Results: Median age was 58 yrs (range 23—90), 50% male, 39% rectal, 44% 3L+, 43% ECOG 1, 58% KRAS mutant, 4% NRAS mutant, 83% prior bev, all MSS and/or pMMR by local testing. Key characteristics were well balanced with some exceptions including median time from diagnosis of metastatic disease to study entry (30 mos across arms; 45 mos SOC) and presence of peritoneal metastases (34% across arms; 42% 75 mg BOT / 240 mg BAL; 27% SOC). As of July 29, 2024, median follow-up was 9.8 mos. Key efficacy and safety data are shown (Table). Image based endpoints by blinded independent review, as well as overall survival will be reported in the future. Grade ≥3 treatment-related adverse events (TRAEs) were highest with SOC followed by BOT + BAL combination, and then BOT monotherapy, with dose dependency. Treatment-related immune-mediated diarrhea/colitis (imDC) was manageable and highest with 150 mg BOT / 240 mg BAL. No new safety signals and no treatment-related deaths occurred.

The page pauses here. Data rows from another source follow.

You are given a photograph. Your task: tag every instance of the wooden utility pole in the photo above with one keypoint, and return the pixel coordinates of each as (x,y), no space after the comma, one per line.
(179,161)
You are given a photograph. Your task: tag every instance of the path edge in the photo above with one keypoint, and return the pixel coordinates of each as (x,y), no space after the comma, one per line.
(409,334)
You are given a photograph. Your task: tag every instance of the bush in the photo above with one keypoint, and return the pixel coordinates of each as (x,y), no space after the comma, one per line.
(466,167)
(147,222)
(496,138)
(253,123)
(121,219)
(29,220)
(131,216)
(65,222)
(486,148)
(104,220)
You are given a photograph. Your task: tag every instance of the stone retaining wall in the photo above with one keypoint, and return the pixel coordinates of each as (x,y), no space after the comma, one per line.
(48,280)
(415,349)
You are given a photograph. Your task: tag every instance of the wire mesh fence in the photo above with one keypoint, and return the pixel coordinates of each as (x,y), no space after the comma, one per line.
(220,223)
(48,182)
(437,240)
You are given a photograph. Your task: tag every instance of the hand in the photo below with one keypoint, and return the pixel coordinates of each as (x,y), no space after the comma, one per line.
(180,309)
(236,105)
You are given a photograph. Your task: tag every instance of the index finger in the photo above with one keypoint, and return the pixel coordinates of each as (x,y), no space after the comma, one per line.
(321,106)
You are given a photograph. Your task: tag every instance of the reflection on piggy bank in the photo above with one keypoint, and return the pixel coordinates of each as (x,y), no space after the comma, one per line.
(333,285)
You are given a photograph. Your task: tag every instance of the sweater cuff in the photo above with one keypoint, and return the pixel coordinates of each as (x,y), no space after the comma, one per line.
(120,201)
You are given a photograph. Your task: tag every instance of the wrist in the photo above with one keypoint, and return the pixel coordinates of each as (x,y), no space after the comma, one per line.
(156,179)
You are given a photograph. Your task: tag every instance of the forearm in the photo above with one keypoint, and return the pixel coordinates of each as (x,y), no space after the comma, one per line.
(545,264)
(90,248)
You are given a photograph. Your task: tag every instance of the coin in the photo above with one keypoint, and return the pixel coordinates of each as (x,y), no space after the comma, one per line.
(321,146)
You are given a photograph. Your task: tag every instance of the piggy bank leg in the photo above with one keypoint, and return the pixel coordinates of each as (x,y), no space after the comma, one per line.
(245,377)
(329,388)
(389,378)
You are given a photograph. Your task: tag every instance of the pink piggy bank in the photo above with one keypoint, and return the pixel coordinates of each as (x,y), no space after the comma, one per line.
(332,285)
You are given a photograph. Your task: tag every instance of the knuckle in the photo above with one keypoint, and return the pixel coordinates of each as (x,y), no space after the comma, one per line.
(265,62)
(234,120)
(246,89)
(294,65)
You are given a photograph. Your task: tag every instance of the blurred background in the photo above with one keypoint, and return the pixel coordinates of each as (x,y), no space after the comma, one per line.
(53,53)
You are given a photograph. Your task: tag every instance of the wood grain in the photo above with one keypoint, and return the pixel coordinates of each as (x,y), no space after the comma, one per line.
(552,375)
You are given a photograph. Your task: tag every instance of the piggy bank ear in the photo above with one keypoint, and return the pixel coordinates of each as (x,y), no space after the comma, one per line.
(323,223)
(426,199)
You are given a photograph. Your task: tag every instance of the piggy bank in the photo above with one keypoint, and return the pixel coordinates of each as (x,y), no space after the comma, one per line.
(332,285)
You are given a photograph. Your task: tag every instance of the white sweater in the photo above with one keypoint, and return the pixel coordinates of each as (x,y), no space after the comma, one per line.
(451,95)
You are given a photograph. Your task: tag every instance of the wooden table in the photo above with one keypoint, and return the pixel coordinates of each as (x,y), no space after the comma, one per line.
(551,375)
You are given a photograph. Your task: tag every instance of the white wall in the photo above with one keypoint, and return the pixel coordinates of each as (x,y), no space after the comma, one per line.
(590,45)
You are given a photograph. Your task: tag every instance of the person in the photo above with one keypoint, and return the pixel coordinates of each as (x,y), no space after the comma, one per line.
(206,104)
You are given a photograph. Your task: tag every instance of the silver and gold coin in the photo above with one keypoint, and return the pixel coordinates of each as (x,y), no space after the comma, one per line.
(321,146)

Conclusions: The study met the objectives of informing dose and contribution of components. Overall ORR was higher with BOT + BAL vs BOT monotherapy. ORR was highest with 75 mg BOT / 240 mg BAL with less toxicity as compared to 150 mg BOT / 240 mg BAL. Consistent with published data, there were no objective responses in SOC whereas most responses seen with BOT + BAL were ongoing, similar to the durable responses observed in the ph1 study. These responses are differentiated from previous I-O-only combinations and SOC, supporting further investigation of 75 mg BOT / 240 mg BAL vs SOC in a planned global ph3 trial.